Administered by the National Office for Children and Family Services, the $ 6.5 million will support two initiatives:

  • $ 4.8 million to 79 vendors statewide to provide housing for survivors of domestic violence.
  • $ 1.7 million to five non-profit organizations that offer domestic violence prevention programs. Each of these programs will receive $ 342,380, including The Retreat, Inc. in East Hampton.

The problem, experts say, while one of the last remaining stigmas is one that cannot be ignored.

According to LI Against Domestic Violence, 31.7% of New York City women and 29% of men experience physical or sexual violence from their intimate partner or harassment from their intimate partner in their lifetime.

“These statistics represent only the reported cases,” the organization said. “We know the numbers are much higher. You are not alone. It is not your fault. Ask for help.”

Sanchez, the years of abuse behind her, says the Gabby Petito story hurts her mother’s heart.

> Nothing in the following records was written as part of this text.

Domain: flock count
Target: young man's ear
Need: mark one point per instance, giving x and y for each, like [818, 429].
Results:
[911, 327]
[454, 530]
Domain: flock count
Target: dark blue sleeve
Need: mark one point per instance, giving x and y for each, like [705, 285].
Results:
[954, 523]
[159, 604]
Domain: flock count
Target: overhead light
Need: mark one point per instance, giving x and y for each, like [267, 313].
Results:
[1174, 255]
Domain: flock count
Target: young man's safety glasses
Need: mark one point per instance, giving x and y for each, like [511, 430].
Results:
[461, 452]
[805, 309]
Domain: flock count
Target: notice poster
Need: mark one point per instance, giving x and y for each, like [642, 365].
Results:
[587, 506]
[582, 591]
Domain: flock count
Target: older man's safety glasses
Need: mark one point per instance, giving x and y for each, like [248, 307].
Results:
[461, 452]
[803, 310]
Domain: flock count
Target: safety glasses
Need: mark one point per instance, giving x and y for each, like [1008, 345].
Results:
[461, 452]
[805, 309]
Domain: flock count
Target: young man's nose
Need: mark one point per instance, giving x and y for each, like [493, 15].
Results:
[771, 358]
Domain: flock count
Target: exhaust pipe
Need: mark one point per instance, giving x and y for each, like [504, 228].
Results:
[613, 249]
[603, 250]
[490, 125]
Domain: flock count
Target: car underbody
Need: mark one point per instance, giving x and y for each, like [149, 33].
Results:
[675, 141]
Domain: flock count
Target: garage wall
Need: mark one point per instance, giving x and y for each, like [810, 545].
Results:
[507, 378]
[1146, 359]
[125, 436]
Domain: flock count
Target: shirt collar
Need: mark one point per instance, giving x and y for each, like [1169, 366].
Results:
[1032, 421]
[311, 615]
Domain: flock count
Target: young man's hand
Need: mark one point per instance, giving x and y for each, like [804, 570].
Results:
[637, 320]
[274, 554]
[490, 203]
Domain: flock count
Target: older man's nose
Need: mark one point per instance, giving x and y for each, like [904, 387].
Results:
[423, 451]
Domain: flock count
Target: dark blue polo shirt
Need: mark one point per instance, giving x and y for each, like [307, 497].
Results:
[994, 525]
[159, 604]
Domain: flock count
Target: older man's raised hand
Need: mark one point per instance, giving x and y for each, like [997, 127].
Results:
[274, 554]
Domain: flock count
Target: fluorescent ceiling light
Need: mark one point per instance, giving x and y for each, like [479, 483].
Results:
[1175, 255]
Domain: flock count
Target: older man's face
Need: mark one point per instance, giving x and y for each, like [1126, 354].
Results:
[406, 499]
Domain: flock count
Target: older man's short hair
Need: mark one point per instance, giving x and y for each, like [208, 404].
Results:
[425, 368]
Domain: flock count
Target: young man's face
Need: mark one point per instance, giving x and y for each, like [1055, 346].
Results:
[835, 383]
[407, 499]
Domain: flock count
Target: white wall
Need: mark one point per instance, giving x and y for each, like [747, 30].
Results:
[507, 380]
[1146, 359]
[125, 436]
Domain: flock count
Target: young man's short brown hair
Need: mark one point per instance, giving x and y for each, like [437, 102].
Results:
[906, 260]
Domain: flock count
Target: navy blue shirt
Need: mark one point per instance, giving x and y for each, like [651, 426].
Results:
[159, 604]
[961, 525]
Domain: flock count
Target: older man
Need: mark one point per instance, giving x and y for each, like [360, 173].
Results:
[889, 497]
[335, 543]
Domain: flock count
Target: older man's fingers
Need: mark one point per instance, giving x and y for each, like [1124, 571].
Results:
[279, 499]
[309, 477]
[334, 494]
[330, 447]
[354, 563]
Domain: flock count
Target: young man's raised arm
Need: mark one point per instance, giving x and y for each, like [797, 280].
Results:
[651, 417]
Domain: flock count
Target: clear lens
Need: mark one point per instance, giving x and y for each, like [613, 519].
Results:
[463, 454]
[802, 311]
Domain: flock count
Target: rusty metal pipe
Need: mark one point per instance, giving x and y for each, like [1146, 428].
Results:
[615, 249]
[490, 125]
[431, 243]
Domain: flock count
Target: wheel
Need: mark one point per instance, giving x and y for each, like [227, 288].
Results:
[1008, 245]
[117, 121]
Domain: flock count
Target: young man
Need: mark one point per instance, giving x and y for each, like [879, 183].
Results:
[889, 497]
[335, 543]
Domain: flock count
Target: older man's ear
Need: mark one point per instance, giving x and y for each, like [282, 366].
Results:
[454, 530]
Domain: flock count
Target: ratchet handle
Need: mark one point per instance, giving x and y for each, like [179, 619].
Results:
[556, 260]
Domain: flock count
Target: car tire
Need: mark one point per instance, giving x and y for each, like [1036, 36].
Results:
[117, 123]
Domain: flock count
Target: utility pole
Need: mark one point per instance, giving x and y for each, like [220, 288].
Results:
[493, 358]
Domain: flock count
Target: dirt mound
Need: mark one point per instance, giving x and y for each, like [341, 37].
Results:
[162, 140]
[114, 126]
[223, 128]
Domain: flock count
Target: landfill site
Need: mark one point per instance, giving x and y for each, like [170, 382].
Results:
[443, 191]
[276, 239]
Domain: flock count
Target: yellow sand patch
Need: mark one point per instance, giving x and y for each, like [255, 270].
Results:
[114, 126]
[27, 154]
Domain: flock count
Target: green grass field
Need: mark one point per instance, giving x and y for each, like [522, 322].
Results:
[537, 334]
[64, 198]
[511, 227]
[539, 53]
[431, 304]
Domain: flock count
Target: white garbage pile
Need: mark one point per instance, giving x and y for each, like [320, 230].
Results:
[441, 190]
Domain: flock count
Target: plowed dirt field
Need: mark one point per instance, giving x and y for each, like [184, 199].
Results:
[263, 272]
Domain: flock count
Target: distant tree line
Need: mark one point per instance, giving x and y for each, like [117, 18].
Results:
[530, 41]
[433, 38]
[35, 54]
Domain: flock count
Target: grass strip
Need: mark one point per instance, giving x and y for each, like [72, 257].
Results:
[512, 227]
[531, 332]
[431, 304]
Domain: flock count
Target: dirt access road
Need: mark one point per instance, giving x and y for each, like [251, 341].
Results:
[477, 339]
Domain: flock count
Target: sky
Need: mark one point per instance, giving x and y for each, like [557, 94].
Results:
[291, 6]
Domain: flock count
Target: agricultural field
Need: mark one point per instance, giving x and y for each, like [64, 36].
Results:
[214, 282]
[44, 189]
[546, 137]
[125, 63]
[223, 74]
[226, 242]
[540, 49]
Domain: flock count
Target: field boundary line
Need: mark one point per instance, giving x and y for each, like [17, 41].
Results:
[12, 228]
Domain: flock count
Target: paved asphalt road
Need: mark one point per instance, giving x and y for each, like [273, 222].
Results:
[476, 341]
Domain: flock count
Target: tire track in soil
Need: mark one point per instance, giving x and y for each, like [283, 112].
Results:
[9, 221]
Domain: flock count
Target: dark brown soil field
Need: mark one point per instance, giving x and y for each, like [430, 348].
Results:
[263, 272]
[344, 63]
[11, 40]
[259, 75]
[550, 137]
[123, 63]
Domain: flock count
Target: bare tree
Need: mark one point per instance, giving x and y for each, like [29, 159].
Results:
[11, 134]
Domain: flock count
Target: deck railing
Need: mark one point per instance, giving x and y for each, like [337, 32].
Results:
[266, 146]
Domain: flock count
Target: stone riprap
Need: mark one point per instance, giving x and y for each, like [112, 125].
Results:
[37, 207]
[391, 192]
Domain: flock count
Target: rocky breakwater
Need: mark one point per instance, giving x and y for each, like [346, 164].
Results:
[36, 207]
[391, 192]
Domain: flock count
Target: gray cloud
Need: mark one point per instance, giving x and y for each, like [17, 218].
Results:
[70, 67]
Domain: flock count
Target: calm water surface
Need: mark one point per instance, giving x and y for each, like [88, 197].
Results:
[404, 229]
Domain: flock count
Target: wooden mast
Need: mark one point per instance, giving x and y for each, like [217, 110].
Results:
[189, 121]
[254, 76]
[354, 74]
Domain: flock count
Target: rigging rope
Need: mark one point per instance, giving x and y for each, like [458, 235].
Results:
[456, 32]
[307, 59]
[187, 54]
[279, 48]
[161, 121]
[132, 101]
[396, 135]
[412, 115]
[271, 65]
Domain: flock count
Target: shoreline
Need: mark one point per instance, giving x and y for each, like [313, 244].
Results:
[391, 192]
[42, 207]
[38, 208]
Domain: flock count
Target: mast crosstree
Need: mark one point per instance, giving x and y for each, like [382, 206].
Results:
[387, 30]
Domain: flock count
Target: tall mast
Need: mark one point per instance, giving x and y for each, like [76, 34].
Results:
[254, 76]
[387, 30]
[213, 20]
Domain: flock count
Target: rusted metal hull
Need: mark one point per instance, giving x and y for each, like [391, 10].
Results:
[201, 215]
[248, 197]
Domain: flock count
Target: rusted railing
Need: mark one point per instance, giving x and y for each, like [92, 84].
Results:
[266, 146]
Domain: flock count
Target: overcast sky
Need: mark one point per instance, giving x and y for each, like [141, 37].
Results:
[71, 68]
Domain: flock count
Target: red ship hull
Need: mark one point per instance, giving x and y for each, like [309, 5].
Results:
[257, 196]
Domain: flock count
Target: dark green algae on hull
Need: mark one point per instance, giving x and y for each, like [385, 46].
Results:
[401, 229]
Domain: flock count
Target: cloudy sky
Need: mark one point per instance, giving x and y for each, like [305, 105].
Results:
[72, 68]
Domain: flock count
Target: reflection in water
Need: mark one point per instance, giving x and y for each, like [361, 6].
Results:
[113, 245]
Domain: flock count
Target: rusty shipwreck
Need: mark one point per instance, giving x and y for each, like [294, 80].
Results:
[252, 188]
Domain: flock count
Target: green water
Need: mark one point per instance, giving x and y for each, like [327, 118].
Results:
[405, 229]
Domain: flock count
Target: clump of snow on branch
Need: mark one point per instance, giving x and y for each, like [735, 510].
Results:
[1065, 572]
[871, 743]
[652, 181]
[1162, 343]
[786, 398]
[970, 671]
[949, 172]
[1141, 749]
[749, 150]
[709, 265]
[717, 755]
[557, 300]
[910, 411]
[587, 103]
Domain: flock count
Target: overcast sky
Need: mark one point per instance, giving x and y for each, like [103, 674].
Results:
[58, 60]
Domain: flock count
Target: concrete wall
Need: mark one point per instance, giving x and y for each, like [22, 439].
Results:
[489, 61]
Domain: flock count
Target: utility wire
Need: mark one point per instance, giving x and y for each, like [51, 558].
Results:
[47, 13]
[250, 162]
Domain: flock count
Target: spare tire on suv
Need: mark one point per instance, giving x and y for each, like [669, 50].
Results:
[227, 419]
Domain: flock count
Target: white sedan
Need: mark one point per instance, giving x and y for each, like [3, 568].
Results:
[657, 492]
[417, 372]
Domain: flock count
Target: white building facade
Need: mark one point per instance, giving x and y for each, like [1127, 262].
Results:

“I have daughters the same age as her, and I tell them, love each other first, and then you find the right fit,” she said. “You might be pretty, but the real beauty is in your heart.”

After going through the darkness of abuse, Sanchez said. “When you survive, the best example is yourself.”

And now, she said, Gabby Petito’s story will resonate for years to come. “She will teach others,” she said.